In the above embodiment, the explanation has mainly focused on measures against transient stability, but if the power system has severe dynamic stability, even if one line is opened without an accident, it may go out of synch. Incorporating a pattern in which EVA control is performed simultaneously with opening into the control content determination/command circuit 9 provides a great advantage in terms of system operation. In addition, if the power transmission capacity is equivalent to a partial load, the control content command determination/command circuit 9 ranks the power transmission capacity range and classifies it into about four patterns, and performs the corresponding GS control. By omitting this, complication of control can be avoided. Furthermore, although EVA control is not mentioned in Figure 2, EVA control is a desirable method for system operation among system stabilization devices, and it is desirable to incorporate it into the control pattern with priority over SDR control and GS control. .

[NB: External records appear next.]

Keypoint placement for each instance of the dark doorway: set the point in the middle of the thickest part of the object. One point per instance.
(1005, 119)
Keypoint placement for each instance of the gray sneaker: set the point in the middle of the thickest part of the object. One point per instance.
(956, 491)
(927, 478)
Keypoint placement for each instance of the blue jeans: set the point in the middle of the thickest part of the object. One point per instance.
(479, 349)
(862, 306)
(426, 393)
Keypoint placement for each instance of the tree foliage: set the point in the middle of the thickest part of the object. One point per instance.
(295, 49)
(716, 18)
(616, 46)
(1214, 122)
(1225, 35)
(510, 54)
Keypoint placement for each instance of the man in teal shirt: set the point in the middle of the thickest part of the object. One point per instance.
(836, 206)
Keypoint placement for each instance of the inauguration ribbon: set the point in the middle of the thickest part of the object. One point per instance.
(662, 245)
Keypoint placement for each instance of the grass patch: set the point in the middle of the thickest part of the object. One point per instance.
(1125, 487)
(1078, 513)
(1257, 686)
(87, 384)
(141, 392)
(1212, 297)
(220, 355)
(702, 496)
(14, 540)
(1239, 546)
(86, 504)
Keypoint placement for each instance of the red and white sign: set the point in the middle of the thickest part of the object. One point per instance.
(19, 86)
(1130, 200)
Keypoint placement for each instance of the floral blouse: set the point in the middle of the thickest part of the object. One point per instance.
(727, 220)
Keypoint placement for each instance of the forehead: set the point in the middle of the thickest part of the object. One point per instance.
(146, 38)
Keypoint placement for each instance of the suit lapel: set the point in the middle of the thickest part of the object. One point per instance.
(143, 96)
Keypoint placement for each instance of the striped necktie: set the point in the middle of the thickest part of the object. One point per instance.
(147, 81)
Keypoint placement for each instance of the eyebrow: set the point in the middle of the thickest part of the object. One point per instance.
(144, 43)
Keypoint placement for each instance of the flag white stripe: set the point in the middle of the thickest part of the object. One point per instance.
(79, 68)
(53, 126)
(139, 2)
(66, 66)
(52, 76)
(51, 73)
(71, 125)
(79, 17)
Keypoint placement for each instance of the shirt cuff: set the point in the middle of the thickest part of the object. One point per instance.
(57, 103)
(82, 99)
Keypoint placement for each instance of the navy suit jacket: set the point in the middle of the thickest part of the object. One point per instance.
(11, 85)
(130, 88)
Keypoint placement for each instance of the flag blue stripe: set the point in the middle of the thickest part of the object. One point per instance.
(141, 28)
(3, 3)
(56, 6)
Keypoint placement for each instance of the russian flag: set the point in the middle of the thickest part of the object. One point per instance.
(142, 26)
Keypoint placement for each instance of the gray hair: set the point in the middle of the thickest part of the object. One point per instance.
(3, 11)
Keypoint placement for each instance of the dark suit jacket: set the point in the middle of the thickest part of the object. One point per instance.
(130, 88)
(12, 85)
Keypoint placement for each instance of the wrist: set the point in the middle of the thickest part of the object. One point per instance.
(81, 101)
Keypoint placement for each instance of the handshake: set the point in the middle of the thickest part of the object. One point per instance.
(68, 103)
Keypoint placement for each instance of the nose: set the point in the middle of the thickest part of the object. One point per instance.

It should be noted that the present invention is not limited to the embodiments described above and shown in the drawings, but can be implemented with various modifications without changing the gist thereof.

As described above, according to the present invention, the system stability is maintained by analyzing the transient stability and dynamic stability in advance by inputting the system fault state, pre-fault system operating state, number of generators, etc. We created a pattern for operating procedures when a system accident occurs, and automatically select the appropriate operating procedure pattern based on the data input at the time of a system accident, so we can effectively and quickly integrate various system stabilization devices A control device for a power system stabilizing device that can be controlled can be provided.

[Brief explanation of the drawing]

Fig. 1 is a block diagram showing an embodiment of a control device for a power system stabilizing device according to the present invention, and Fig. 2 shows a typical example of a control pattern built into the control content determination/command circuit in the same embodiment. FIG. 3 is a flow chart showing an operation based on an example of the control pattern shown in FIG. 2. 6... Accident type discrimination circuit, 8... System status discrimination circuit, 9... Control content discrimination/command circuit, 10...
Reset circuit and pattern program circuit, 11
~14... Operation circuit for operating various system stabilizing devices.

Claims (1)

[Claims] 1. A first device that determines the type of accident based on the input of the output signal of the protection and control device that responds to changes in the amount of electricity in the system at the time of a system accident and changes in the system operation status associated with this, and system configuration and generator operation. a second device that inputs a system operation status signal according to the number of systems and determines a system state that affects system stability; The operating procedures of various system stabilizing devices for maintaining system stability when a system condition that affects the system stability determined by the second device is patterned and built-in are prepared in advance, and the first When the device determines the type of accident in the system and the second device determines the system state that affects the transient stability of the system, a pattern of operation procedures corresponding to the accident type and system state is selected to stabilize the various systems. A control device for a power system stabilizing device, comprising a third device that collectively controls the device.